You’ve said, “That Bangladesh should finally get noticed by the world for its writing in English is both a bit surprising and ironic.” Why’s that?
Bangladesh’s independence was triggered by a Language Movement in 1952. On February 21 of that year, students gave their lives to protest the hegemonic demotion of Bangla by their West Pakistani rulers. So in post-independence Bangladesh, there was a certain protectiveness of Bangla that deemphasized English and other languages. Bangla has a great heritage and developed literature. Yet despite this history and pedigree, Bangla writers have not succeeded in engaging the literary interest of the greater world. Arguably, due to their protectiveness, they were not keen to do so. For the younger generation of Bangladeshis, however, there is an engagement with the outside world through which they are cultivating their own unique vocabulary and idiom for their experiences. Many of the most successful of these exponents are writing in English. What is ironic is that because these writers are getting noticed in English, they are building the missing bridge for Bangla, too, to reach the outer world.
What’s the relationship between Bengali- and English-language literature in contemporary Bangladesh?
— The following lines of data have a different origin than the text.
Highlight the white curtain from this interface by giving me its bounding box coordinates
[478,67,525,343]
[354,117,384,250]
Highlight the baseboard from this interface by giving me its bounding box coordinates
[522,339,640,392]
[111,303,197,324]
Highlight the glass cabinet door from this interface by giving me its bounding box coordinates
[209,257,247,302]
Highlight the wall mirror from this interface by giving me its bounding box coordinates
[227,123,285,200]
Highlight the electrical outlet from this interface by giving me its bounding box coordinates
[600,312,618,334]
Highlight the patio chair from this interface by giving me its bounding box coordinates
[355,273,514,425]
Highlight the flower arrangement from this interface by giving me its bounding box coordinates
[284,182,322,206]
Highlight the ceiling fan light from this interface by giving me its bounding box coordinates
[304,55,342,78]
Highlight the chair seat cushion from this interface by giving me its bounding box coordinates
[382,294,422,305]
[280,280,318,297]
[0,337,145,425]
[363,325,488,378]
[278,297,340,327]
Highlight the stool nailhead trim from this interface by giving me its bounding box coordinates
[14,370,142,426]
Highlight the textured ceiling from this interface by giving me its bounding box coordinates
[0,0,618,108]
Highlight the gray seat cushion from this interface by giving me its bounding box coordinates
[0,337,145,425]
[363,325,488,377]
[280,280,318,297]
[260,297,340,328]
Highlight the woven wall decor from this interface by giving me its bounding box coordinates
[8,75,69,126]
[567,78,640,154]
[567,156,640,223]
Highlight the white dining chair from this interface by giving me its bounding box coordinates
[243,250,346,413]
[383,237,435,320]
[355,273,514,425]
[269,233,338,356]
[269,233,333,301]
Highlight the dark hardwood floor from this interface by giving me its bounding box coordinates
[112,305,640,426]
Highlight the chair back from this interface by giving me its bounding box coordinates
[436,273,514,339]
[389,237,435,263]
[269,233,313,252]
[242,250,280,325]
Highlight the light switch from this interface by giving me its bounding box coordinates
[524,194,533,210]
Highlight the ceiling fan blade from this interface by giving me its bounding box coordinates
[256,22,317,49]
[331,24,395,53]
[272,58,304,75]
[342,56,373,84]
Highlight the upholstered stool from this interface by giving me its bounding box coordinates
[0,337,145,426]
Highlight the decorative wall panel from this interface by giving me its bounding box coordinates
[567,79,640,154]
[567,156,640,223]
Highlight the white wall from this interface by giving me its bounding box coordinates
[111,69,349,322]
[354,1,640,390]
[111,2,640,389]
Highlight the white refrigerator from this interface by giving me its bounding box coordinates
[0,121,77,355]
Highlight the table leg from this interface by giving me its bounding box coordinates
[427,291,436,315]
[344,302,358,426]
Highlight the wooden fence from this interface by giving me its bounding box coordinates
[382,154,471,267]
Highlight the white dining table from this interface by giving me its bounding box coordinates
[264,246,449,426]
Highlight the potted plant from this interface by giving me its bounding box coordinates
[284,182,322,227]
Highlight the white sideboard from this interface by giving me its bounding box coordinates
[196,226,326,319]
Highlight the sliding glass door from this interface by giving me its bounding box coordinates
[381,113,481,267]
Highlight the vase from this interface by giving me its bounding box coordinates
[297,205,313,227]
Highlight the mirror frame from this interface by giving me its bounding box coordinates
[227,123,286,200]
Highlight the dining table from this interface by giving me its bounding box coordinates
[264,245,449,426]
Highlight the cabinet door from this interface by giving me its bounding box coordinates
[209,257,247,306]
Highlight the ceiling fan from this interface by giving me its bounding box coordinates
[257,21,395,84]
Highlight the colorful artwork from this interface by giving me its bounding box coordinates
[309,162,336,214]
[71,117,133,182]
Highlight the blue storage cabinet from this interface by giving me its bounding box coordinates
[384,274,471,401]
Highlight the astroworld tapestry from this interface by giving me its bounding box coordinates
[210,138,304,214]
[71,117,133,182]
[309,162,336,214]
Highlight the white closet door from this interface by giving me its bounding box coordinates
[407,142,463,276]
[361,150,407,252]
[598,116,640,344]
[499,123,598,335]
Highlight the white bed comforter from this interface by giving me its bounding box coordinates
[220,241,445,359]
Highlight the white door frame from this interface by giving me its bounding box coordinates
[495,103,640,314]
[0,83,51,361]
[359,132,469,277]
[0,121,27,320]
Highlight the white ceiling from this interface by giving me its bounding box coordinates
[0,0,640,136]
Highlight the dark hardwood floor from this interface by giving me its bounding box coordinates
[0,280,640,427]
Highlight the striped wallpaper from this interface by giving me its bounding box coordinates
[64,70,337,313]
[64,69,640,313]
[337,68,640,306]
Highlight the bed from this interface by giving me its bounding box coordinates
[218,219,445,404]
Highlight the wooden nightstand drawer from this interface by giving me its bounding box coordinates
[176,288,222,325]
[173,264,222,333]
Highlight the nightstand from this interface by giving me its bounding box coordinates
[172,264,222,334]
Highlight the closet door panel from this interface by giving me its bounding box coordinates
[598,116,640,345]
In the 1980s and ’90s, when Indian writing in English started making a splash globally, I remember that Bangla writers would often comment that while English could be a language for India, it would never be one for Bangladesh. There has also always been a coterie of vernacularists across the subcontinent who believe that any expression in English can never be quite true to experience of the “ordinary person” the way that the vernacular can. Many Bangla writers also shared that sentiment until the 1990s. These feelings are not entirely unfounded, because this region’s English-language fiction can at times read too much like “native informant” tracts. In recent years, however, Bangla writers have started to see English not as something inherently illegitimate or inferior. English writers, too, continue to find part of their inspiration in the local languages, at least those of them, like me, who grew up deeply steeped in Bangla. Translation in both directions is also starting to get more attention. We are on the verge of learning to move away from essentialist assumptions and toward a richer dialogue in both languages.
Tell me about Good Night, Mr. Kissinger. How do you, as its author, see it fitting into contemporary Bangladeshi literature?
A great deal of Bangla writing has been about rural realism. Especially up until the 1980s, vernacular reports of rural life were seen to be the only kind of serious writing. In recent decades, even as cities started receiving attention, there was again an emphasis on looking at the lives of the working class or slum dwellers. This idea that writing about the subaltern is somehow more authentic is frankly rather simplistic and confuses the purpose of fiction with that of journalism or social science.
I see my collection of stories as part of a new brand of writing in which characters are drawn mainly from the educated, urban, middle and upper classes. But it is not about these characters as representatives of any particular class, though the stories fully recognize the way structures of power or privilege can enable or disable individuals. My stories trace Dhaka’s evolution from a charming and idyllic little outpost to the dubious fame of being the world’s most populated and most unlivable city.
The Dhaka Hay Festival continued through 17 November, featuring a wide range of artists and thinkers, including Vikram Seth, Shehan Karunatilaka, Gillian Clarke, Kuldip Nayar, Bedabrata Pain, and many others.